Visitors can tell by the plaques on the wall that Melissa Gallagher is proud of her kids.

One award, given to son Tyrese, was signed by the principal of St. Paul's Humboldt High when Tyrese earned academic honors in the 2013-14 school year.

In the past two years, however, Tyrese ran into trouble by arriving late to class and being disruptive when he got there. By the time he left Humboldt for a charter school, he had been suspended six times for nonviolent behavior for two or more days and dismissed from school for parts of nearly 25 others.

While the St. Paul School District is reporting progress on some of the behavioral issues that helped oust former Superintendent Valeria Silva, civil rights advocates see Tyrese's experience as a troubling example of what they deem to be the unfair treatment of black students in schools.

Black students make up less than one-third of the St. Paul district's student population, yet during the first quarter of this school year, they accounted for 77 percent of all suspensions. Attention to the issue is expected to intensify as school board members set about the task of selecting a new superintendent.

"Are we concerned? Yeah. That's an ongoing concern," board Chairman Jon Schumacher said last week of the suspension disparities. He sees hope in moves that include the piloting of alternative approaches to discipline that value relationship-building over punishment.

The district has seen improvement on other fronts.

Student-on-staff violence appears to be on the decline. The Ramsey County attorney's office said it filed eight fourth-degree assault cases involving school employees in St. Paul in 2016, down from 15 in 2015.

A student's attack on a teacher at Central High in 2015 spurred calls for action at the State Capitol to better protect teachers. A legislative group that has been examining student discipline statewide is expected to release its findings next week.

Interim Superintendent John Thein senses when visiting St. Paul schools that the climate is improving.

But nothing carries more weight, he said, than employees being out in the community, leaning over fences, saying, "Things are feeling better in school," and that is happening, too, he said.

At Harding High recently, however, during a community meeting on the superintendent search, a St. Paul elementary teacher spoke of kids running wild in the halls of her school. St. Paul has discipline problems, she said.

Gallagher, sitting across from the teacher, countered that the district doesn't know what to do with kids with ADHD.

"If they are bored with something, they are going to act out," she said. "Instead of suspending or punishing them, learn to deal with them."
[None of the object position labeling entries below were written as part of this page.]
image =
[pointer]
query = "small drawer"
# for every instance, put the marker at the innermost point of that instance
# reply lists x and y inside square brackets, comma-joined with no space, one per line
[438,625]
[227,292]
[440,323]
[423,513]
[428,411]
Gallagher, as it turns out, was referring to her son.

For years, there has been high emotion, and heavy stakes, around black student suspension in St. Paul.

In 2011-12, Anne Carroll, then a school board member, pinned much of the blame for suspension disparities on teachers and administrators.

Rising in opposition was Aaron Benner, then a district elementary teacher, who said some black students were disrespectful and defiant, and should be held accountable when they misbehave.

About the same time, the district began calling upon teachers to take part in "courageous conversations" examining the potential biases they bring to their jobs. As some bristled, Benner, who is black, gained an ever-widening audience as a critic of Silva and the district's discipline practices.

Khulia Pringle, community organizer for Students for Education Reform (SFER Minnesota), wants to refocus attention on the issue of black students being forced from school — sometimes for seemingly minor infractions. She may circulate a petition on the subject as part of the superintendent search process. She has worked with Tyrese's mother to seek an end to "business as usual" when it comes to suspensions of students like him.

A district behavioral report on Tyrese runs 77 pages, with 74 documenting his experience at Humboldt. In addition to being dismissed for infractions that included being late to class and disobeying orders to put away his phone and refrain from "play fighting," he was required to serve in-school suspensions on more than 25 other occasions. Out-of-school suspensions involve more serious violations, and in Tyrese's six cases, they included throwing apples at another student, running out of class to witness a fight and alleged "gang activity" that consisted of an administrator overhearing him talking about a gang in a hallway.

Gallagher said her son can get restless when not on his medication. She said the only intervention offered by the school was to ensure he took his medication. She said he trusted only one teacher, Theresa Behnke, who is active in an after-school program to which Tyrese was referred in November. Rather than send him there, however, his mother enrolled him in a charter school, where she says he is thriving again.

Asked about the mother's claims that Humboldt offered no behavioral services to her son, Toya Stewart Downey, a district spokeswoman, said the district cannot say what help, if any, it has provided to a student. But, she said, it has a "multitude of services" available to tailor to a student's needs.

Minneapolis also struggles

Minneapolis, too, has struggled with suspension disparities. In 2014-15, when former Superintendent Bernadeia Johnson barred kindergartners and first-graders from being suspended for nonviolent behavior, black students accounted for 78 percent of all suspensions.

A proposal to stop suspending kids from preschool through third grade was a recommendation considered by the legislative group on student discipline. So, too, was an increase in support services. The group will present its findings to a state Senate panel on Thursday.